Monday, March 3, 2008

Doris Day

















"With a public image so pure that it made Ivory Snow look like soot by comparison, Doris Day spent most of her professional life purveying the image of a pristine, virginal 'girl you'd like to take home to mother.'"

Wikipedia entry on Doris Day:
In Alfred Hitchcock's The Man Who Knew Too Much, she sang "Whatever Will Be, Will Be (Que Sera, Sera)", which won an Academy Award for Best Original Song. According to Jay Livingston (who wrote the song with Ray Evans), Day preferred another song used briefly in the film, "We'll Love Again", and skipped the recording for Que Sera, Sera. When the studio pushed her, she relented, but after recording the number in one take, she reportedly told a friend of Livingston's, "That's the last time you'll ever hear that song." The song was used again in her 1960 film, Please Don't Eat the Daisies and was reprised as a brief duet with Arthur Godfrey in The Glass Bottom Boat; it also became the theme song for her television show. This was her only film for Hitchcock and, as she admitted in her memoirs, she was initially concerned at his lack of direction; she finally asked him if anything was wrong and he said everything was fine; if she wasn't doing what he wanted he would have said something.
Dennis Bingham, "'Before She Was a Virgin . . .': Doris Day and the Decline of Female Film Comedy in the 1950s and 1960s":I
[Doris Day's] "image" . . . looms so large as to block out the talents of the woman herself and the films that she made. "She appears sheer symbol," wrote Updike, "of a kind of beauty, of a kind of fresh and energetic innocence, of a kind of banality.
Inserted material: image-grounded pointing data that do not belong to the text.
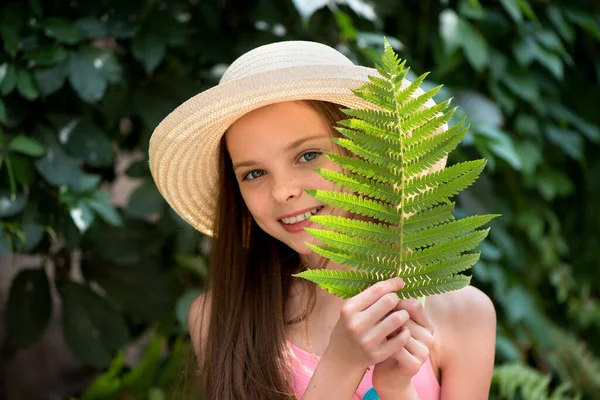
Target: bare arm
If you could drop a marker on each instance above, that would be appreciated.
(468, 340)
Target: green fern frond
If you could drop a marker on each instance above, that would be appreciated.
(450, 230)
(356, 227)
(406, 93)
(360, 184)
(358, 205)
(428, 218)
(361, 167)
(385, 266)
(441, 269)
(446, 249)
(436, 178)
(419, 118)
(407, 228)
(530, 383)
(346, 283)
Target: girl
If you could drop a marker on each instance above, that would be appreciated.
(235, 162)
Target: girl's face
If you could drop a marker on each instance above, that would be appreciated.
(274, 151)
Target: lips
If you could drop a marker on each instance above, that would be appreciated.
(297, 223)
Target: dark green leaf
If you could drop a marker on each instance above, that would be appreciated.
(25, 145)
(569, 141)
(49, 80)
(29, 308)
(86, 78)
(562, 26)
(138, 169)
(57, 166)
(125, 282)
(91, 144)
(93, 328)
(91, 27)
(2, 112)
(36, 7)
(32, 232)
(120, 28)
(23, 168)
(513, 9)
(26, 85)
(128, 244)
(143, 376)
(149, 49)
(10, 80)
(11, 205)
(184, 304)
(62, 30)
(522, 83)
(145, 201)
(82, 215)
(46, 55)
(106, 211)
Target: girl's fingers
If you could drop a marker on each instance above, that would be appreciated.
(417, 349)
(419, 333)
(396, 343)
(417, 313)
(367, 298)
(390, 325)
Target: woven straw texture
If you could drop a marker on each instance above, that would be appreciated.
(183, 149)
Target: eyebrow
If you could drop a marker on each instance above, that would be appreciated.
(290, 146)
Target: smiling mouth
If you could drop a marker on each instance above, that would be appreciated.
(301, 217)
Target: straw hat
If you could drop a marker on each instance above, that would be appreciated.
(184, 147)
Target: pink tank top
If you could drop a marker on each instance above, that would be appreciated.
(303, 365)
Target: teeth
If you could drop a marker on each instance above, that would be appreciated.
(300, 217)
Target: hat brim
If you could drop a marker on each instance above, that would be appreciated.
(183, 152)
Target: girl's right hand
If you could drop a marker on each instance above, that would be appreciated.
(369, 328)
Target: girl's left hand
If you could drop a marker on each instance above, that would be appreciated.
(393, 376)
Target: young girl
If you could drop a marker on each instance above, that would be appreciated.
(235, 161)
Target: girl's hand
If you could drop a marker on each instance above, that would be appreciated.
(364, 334)
(393, 376)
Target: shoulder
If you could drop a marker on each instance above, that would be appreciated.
(462, 316)
(198, 319)
(465, 330)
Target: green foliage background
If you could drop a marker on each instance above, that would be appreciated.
(83, 83)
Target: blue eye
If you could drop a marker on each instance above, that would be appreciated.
(309, 156)
(257, 173)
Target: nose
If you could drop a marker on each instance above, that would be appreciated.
(285, 190)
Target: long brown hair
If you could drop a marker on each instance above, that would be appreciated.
(244, 351)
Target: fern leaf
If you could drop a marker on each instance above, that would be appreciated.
(417, 103)
(406, 93)
(435, 155)
(428, 218)
(410, 231)
(355, 227)
(372, 116)
(446, 249)
(361, 167)
(433, 286)
(349, 244)
(385, 266)
(413, 121)
(378, 158)
(360, 184)
(428, 237)
(357, 204)
(372, 129)
(369, 141)
(443, 192)
(433, 179)
(344, 284)
(440, 269)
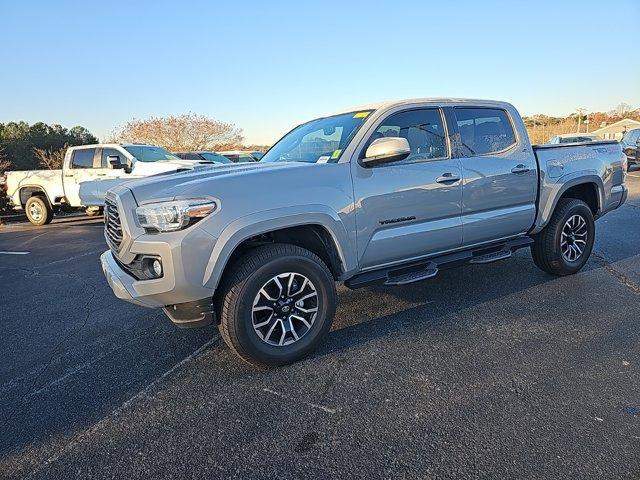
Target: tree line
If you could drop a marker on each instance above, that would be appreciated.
(29, 147)
(22, 145)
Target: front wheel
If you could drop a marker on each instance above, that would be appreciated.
(93, 211)
(38, 211)
(278, 302)
(565, 244)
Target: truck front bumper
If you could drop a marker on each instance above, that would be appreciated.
(191, 313)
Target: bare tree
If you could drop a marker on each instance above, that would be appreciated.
(5, 163)
(51, 159)
(182, 133)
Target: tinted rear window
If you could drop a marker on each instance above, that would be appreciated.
(83, 158)
(484, 130)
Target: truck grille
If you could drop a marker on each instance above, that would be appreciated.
(112, 226)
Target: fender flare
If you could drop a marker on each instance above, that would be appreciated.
(39, 187)
(269, 220)
(564, 184)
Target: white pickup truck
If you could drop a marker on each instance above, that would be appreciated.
(88, 171)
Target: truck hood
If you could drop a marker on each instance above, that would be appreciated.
(144, 169)
(202, 178)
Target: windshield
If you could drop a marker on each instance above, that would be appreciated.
(318, 141)
(145, 153)
(214, 157)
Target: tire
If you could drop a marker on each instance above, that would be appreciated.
(547, 249)
(242, 311)
(38, 211)
(93, 212)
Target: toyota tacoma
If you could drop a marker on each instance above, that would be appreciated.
(388, 194)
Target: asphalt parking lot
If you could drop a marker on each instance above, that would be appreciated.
(484, 371)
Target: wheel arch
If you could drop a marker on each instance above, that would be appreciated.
(588, 188)
(321, 233)
(28, 191)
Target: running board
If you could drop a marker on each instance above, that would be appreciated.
(491, 257)
(429, 271)
(429, 268)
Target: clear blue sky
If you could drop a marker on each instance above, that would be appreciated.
(266, 66)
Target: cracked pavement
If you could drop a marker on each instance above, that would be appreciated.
(484, 371)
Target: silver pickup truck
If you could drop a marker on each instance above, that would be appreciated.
(382, 194)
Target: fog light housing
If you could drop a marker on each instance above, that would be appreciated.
(152, 267)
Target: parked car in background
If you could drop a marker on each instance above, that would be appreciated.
(573, 138)
(239, 156)
(631, 146)
(387, 194)
(203, 156)
(88, 171)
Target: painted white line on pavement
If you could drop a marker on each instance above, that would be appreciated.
(114, 413)
(312, 405)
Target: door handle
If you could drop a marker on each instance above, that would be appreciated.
(520, 168)
(447, 178)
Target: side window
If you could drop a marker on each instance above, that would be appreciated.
(106, 152)
(83, 158)
(423, 129)
(484, 130)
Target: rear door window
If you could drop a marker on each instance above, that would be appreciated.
(107, 152)
(484, 131)
(83, 158)
(423, 129)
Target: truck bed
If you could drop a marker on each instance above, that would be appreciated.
(50, 180)
(563, 165)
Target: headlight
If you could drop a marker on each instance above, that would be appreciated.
(174, 215)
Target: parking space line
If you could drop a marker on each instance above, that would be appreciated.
(114, 413)
(312, 405)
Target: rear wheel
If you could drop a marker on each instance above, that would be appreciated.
(38, 211)
(278, 302)
(565, 244)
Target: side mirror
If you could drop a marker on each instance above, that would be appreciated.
(385, 150)
(114, 161)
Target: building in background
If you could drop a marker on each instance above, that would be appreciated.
(616, 130)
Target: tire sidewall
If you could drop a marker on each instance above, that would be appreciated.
(43, 206)
(242, 314)
(563, 264)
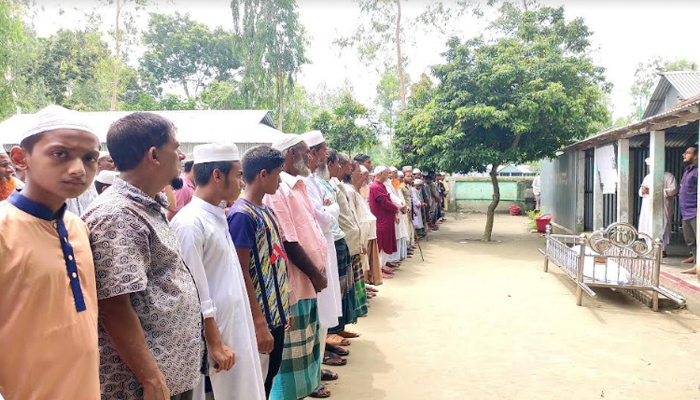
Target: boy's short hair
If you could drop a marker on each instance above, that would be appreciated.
(259, 158)
(130, 137)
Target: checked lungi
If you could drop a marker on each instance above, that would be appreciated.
(299, 373)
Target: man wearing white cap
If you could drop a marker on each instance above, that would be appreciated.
(670, 191)
(305, 247)
(48, 301)
(150, 331)
(208, 250)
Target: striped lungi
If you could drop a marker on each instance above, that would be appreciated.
(299, 373)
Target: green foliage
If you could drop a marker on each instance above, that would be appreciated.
(187, 53)
(347, 128)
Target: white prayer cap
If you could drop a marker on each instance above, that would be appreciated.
(52, 118)
(215, 152)
(286, 141)
(313, 138)
(106, 177)
(379, 169)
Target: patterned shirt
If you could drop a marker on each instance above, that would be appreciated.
(256, 228)
(137, 253)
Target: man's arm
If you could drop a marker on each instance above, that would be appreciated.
(265, 340)
(124, 329)
(298, 257)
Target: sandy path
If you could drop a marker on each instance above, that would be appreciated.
(482, 321)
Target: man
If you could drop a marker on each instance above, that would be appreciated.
(670, 190)
(306, 248)
(386, 212)
(326, 212)
(209, 252)
(7, 181)
(104, 180)
(183, 195)
(141, 277)
(48, 303)
(688, 203)
(255, 231)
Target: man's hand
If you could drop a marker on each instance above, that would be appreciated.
(223, 357)
(265, 340)
(156, 389)
(319, 281)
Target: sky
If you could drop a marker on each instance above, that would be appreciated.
(625, 33)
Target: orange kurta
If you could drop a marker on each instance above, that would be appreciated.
(49, 348)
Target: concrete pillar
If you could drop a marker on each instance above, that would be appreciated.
(657, 154)
(597, 197)
(580, 190)
(624, 190)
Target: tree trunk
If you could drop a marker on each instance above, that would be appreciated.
(494, 202)
(402, 86)
(280, 96)
(115, 78)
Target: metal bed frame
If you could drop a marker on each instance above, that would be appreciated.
(620, 242)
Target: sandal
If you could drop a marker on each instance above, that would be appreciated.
(337, 350)
(320, 393)
(334, 360)
(337, 340)
(328, 375)
(348, 334)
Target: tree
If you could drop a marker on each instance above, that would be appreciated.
(187, 53)
(646, 77)
(271, 41)
(348, 127)
(515, 98)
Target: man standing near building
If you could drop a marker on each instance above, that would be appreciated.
(150, 330)
(48, 305)
(688, 202)
(255, 231)
(306, 248)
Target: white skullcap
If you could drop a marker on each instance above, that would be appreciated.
(313, 138)
(106, 177)
(215, 152)
(52, 118)
(286, 141)
(379, 169)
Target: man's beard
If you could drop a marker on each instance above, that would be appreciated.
(322, 172)
(301, 167)
(7, 186)
(177, 183)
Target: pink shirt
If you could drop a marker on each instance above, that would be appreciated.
(184, 195)
(294, 211)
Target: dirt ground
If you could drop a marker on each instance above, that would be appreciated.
(483, 321)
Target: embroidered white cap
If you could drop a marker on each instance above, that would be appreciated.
(215, 152)
(313, 138)
(286, 141)
(54, 117)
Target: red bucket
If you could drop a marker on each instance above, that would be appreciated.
(542, 222)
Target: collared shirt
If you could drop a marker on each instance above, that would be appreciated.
(256, 228)
(137, 253)
(183, 196)
(295, 213)
(688, 195)
(48, 305)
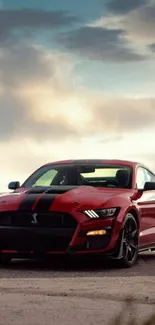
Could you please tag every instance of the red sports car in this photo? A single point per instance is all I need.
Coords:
(103, 207)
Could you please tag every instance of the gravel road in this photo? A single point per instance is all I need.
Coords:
(38, 293)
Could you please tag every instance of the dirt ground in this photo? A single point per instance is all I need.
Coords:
(39, 293)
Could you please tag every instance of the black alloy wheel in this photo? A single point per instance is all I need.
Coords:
(129, 242)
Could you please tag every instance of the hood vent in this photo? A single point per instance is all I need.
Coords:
(51, 190)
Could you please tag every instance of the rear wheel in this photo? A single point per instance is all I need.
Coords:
(4, 260)
(129, 242)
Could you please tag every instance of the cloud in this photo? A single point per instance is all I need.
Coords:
(124, 115)
(12, 20)
(152, 47)
(40, 100)
(17, 120)
(124, 6)
(98, 43)
(141, 23)
(23, 64)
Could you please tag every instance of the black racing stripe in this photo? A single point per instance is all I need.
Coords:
(37, 190)
(28, 202)
(45, 202)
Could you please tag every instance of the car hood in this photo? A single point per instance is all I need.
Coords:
(59, 198)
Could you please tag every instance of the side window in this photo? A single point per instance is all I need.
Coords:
(46, 179)
(143, 176)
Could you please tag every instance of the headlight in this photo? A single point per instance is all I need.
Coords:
(102, 213)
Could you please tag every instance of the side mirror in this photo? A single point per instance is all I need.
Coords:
(13, 185)
(149, 186)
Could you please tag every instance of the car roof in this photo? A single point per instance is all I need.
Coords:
(94, 161)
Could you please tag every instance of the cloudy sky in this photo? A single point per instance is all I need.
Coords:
(77, 80)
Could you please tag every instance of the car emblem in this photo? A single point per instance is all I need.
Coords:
(34, 218)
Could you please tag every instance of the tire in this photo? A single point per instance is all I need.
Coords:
(129, 242)
(4, 260)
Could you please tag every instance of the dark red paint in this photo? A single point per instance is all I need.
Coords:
(142, 204)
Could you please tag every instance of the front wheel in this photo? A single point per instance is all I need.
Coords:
(129, 242)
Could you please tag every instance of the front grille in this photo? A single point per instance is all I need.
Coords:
(50, 219)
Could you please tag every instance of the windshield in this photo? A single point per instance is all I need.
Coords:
(69, 175)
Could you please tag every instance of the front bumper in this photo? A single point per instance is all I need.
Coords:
(70, 239)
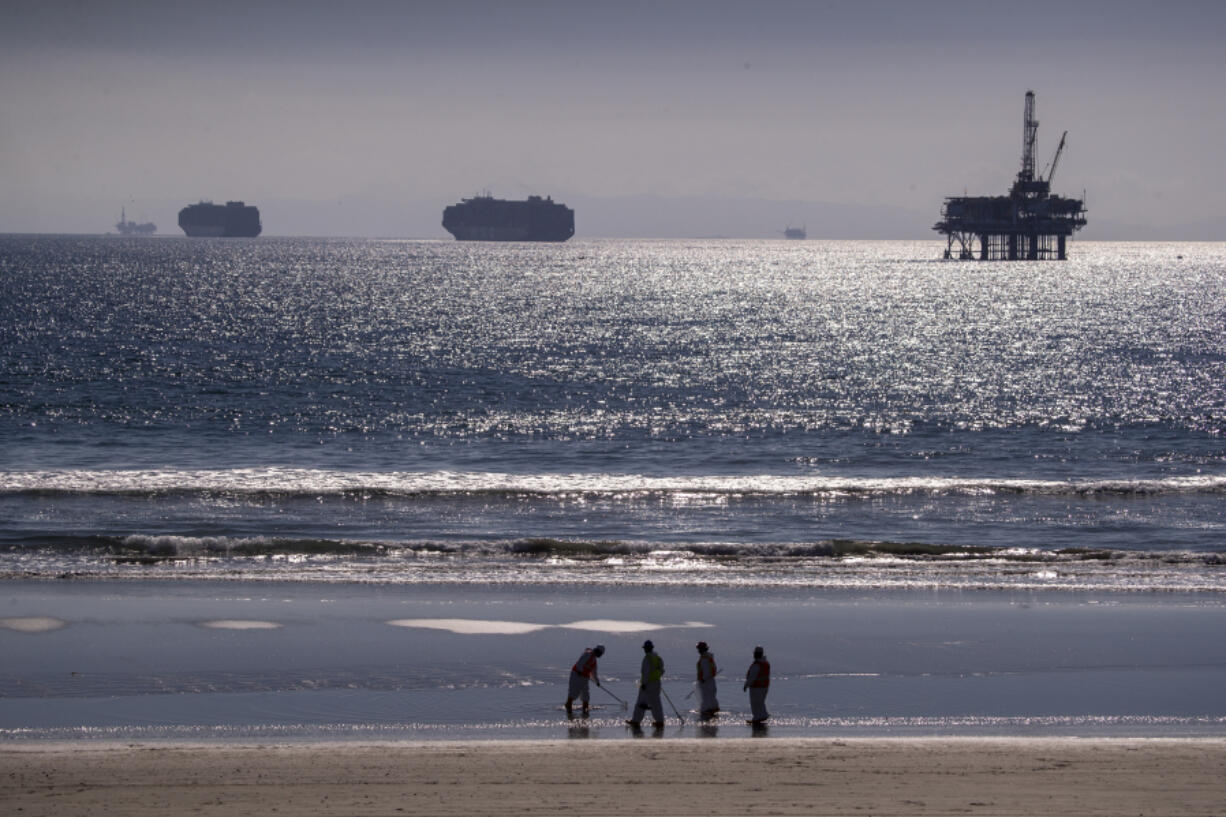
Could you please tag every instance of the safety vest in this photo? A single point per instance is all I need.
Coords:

Her very name seems to signify less a person than a product, wrapped in an alliterating aura." Dwight MacDonald, ostensibly reviewing That Touch of Mink in 1962, diagnoses a disease:

"'The Doris Day Syndrome.' The chief symptom is a bland conformity, of which the 'disease,' conversely, is also a symptom in the culture at large. MacDonald's Day is
as wholesome as a bowl of cornflakes and at least as sexy. [Her face is] unmarked by experience, thus titillating the American male's Lolita complex, while at the same time . . . , it is full of Character, or maybe just Niceishness, so that it also appeals to the ladies. No wonder Doris Day is Hollywood's No. 1 box-office property. I suspect most American mothers would be pleased, and relieved, if their daughters grew up to resemble Doris Day. She has the healthy, antiseptic Good Looks and the Good Sport personality that the American middle class—that is, practically everybody—admires as a matter of duty."

Legend has it that when Doris Day first heard the song, her reaction was that it was a “forgettable children’s song.” Eventually, she recorded the song for Alfred Hitchcock’s thriller, “The Man Who Knew Too Much.” The song won an Oscar for best original song.